The plan is replete with rationing that is called everything but rationing.  For example, in order to reduce the amount of money spent on readmissions to hospitals, punitive actions will be taken in order to refuse payment to hospitals if patients are readmitted.  It's not the fault of hospitals or physicians when patients are readmitted and often this is necessary because of the severity of the initial illness. However, Mr. Obama's plan relies on punitive measures in order to prevent readmission.

"In order to account for excess readmissions in the hospital, the Secretary shall reduce the payments that would otherwise be made to such hospital under subsection 19 (d) (or section 1814(b)(3)"

These punitive measures are familiar to all of us who have had to work with the constraints of Medicare and Medicaid. Patients who take a turn for the worse will likely not be readmitted because of these penalties. Basically, the government would rather have the patient dead than readmitted.  One must understand that the wording of these provisions is extremely important and will lead to terrible injustices being perpetrated against patients under this plan.

This readmission clause is just one example of the punitive nature of Mr. Obama's health care plan.  I have read every one of the 1017 pages of the legislation and a large number of these pages are devoted to explaining the penalties that will be meted out to those who do not follow the rules of this complex legislation.

  • The government health plan will not cover illegal aliens.
 At first glance this seems to be the case.  On page 142 the plan states:

"Nothing in the subtitle shall allow federal payments for affordability credits on behalf of individuals who are not lawfully present in the United States."

However, it does not state specifically that federal payments for affordability credits will not be allowed and the Health Choices Commissioner has the power to change these regulations at any time without Congressional approval.

The plan also states that persons eligible to receive credits in order to help pay for medical insurance, otherwise known as credit eligible individuals, are defined as those who are lawfully present in the United States (other than as a non-immigrant).  Notice the wording here.  The corollary of this would be that if persons are unlawfully within the United States but are non-immigrants they would be eligible for coverage.  Individuals who fit this description are otherwise known as illegal aliens.
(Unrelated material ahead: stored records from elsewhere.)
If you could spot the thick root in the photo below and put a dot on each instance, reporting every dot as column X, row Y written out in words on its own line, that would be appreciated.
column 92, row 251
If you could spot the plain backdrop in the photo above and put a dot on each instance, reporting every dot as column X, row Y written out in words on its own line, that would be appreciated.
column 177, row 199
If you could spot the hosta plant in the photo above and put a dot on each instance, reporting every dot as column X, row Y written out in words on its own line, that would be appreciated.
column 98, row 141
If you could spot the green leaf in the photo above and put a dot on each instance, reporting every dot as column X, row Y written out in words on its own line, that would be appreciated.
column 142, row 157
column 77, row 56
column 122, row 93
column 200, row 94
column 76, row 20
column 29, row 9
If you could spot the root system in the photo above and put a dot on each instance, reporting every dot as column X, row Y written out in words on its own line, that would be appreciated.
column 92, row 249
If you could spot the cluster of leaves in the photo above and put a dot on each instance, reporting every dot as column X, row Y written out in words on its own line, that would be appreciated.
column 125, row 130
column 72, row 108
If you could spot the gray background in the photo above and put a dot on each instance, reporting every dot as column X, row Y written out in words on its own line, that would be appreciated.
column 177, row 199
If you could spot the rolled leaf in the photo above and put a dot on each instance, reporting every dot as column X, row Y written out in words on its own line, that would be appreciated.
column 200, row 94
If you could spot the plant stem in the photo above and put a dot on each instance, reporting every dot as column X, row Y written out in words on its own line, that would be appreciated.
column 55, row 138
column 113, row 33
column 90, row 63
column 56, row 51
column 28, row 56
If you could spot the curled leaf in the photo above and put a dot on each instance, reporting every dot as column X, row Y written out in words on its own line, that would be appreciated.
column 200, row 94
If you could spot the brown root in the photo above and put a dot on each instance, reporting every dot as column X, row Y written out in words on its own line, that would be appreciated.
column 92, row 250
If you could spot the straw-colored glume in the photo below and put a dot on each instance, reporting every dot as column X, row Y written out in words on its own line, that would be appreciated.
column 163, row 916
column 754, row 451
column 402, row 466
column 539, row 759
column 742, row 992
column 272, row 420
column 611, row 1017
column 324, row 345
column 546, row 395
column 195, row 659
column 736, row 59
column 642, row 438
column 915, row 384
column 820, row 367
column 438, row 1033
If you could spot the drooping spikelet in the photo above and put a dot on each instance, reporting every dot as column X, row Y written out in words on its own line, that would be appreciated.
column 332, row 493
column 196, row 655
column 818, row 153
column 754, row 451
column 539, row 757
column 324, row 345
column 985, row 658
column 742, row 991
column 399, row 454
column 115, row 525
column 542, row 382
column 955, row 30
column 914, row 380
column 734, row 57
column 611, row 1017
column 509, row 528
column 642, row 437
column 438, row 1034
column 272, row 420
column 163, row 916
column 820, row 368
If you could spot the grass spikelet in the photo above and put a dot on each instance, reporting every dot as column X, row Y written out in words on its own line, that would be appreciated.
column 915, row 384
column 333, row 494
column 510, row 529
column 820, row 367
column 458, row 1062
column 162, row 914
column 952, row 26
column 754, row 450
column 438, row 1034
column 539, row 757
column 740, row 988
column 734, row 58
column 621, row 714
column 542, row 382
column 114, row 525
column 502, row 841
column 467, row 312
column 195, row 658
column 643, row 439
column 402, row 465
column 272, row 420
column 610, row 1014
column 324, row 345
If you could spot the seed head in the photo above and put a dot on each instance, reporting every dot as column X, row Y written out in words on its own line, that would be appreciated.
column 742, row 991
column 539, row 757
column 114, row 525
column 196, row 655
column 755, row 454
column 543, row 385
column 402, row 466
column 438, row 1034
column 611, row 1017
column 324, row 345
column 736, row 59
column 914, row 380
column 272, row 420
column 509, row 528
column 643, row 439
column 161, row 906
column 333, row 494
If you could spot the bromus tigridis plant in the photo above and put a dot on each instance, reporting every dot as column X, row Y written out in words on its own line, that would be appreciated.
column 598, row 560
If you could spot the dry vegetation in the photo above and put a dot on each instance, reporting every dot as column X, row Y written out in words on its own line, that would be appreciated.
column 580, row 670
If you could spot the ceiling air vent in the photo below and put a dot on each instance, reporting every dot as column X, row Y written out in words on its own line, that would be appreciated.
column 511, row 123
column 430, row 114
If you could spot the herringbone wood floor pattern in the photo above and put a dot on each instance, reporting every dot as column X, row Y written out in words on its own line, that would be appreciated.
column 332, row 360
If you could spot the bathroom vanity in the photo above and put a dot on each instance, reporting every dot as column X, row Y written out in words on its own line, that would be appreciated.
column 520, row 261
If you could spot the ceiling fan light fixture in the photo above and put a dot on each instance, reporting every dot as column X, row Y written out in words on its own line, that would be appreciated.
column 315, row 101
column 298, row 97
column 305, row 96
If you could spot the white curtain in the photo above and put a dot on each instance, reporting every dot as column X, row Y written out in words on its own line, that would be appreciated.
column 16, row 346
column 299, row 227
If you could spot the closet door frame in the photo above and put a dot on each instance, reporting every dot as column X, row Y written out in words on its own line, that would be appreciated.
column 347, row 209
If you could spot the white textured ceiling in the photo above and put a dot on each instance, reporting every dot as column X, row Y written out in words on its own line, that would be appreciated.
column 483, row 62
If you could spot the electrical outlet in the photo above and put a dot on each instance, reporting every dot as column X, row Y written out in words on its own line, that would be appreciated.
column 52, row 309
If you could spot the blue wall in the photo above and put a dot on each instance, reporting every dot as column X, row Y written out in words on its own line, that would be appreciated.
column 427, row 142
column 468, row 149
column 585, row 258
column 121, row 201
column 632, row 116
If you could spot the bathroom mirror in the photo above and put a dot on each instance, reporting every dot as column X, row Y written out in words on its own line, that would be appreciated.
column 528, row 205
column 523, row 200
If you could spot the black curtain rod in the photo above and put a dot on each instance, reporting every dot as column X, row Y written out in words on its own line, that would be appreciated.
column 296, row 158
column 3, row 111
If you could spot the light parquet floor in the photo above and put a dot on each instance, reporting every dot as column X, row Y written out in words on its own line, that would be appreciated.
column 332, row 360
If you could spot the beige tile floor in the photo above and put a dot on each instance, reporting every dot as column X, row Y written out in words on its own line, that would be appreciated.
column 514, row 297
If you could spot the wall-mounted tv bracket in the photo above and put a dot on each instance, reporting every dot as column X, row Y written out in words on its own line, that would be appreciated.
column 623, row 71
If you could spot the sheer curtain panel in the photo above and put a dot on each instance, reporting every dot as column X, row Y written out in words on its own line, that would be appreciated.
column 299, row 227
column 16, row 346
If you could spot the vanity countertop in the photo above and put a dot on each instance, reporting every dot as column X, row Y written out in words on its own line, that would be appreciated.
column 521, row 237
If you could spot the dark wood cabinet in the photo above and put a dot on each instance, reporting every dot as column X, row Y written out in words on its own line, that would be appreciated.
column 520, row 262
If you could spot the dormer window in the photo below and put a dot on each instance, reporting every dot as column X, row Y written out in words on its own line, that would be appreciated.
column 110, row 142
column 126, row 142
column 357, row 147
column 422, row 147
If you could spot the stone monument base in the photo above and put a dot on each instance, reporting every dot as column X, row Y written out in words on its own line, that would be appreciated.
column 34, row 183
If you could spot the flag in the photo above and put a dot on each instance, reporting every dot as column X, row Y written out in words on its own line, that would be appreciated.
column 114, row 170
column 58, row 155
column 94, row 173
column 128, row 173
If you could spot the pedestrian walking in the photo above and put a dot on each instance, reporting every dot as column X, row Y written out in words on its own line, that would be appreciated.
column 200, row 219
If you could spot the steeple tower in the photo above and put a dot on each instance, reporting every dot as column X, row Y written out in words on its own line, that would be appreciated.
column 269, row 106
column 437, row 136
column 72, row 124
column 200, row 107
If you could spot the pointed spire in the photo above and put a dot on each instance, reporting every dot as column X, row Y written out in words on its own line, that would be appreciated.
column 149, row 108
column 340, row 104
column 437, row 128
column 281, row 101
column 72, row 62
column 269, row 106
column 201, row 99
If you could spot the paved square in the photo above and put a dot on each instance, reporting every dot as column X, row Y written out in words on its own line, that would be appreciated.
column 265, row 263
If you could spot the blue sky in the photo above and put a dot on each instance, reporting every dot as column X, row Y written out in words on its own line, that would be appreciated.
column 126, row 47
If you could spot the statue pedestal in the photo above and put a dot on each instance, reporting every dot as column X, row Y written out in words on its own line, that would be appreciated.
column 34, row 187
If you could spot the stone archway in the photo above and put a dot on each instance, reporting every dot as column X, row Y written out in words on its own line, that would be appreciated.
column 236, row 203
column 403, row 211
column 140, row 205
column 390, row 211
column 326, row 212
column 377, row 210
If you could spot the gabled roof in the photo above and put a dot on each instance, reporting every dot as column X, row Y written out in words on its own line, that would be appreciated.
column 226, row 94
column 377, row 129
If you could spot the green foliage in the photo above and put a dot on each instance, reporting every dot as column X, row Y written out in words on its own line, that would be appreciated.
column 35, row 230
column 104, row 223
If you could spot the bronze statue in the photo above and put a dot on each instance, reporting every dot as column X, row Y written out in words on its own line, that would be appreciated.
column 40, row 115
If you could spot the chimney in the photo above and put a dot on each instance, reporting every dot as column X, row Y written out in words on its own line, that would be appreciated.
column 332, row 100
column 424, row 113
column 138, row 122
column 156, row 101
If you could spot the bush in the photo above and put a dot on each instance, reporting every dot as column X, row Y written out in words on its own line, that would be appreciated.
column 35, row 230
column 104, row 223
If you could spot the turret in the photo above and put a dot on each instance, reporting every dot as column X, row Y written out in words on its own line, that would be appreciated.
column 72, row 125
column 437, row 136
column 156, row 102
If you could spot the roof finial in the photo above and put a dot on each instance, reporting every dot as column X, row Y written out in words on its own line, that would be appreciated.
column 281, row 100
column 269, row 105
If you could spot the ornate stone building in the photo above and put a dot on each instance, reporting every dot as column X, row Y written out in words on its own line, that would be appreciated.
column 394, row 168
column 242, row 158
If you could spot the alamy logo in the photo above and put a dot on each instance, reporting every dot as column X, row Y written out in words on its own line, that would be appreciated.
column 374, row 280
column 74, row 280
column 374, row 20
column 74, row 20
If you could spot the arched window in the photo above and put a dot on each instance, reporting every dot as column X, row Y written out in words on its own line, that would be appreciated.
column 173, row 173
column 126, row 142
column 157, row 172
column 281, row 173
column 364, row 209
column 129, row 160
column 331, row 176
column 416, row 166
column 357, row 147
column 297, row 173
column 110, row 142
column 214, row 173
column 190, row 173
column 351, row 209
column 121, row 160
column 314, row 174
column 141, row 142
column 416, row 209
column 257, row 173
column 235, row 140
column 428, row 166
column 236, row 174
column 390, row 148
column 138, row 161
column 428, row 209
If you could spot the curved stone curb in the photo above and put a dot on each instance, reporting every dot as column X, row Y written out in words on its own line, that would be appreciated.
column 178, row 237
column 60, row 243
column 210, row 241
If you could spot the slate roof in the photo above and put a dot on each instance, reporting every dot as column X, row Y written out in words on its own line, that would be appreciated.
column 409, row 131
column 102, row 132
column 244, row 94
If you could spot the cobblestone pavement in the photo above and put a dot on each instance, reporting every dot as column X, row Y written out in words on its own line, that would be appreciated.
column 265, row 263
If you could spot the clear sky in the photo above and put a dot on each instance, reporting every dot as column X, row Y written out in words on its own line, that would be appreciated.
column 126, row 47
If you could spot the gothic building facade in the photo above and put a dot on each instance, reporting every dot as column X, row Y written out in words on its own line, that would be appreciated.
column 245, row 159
The very wording of Mr. Obama's health care plan is meant to be confusing.  It is complex, nearly incomprehensible, expands the power of the federal government and the Internal Revenue Service, even making tax preparation more complex. I have spent weeks reading and studying this plan and I am still confused.  I am not, however, confused about the intent of this plan: the complete subjugation of the American people. In my opinion, ObamaCare would be the final nail in the coffin of this republic.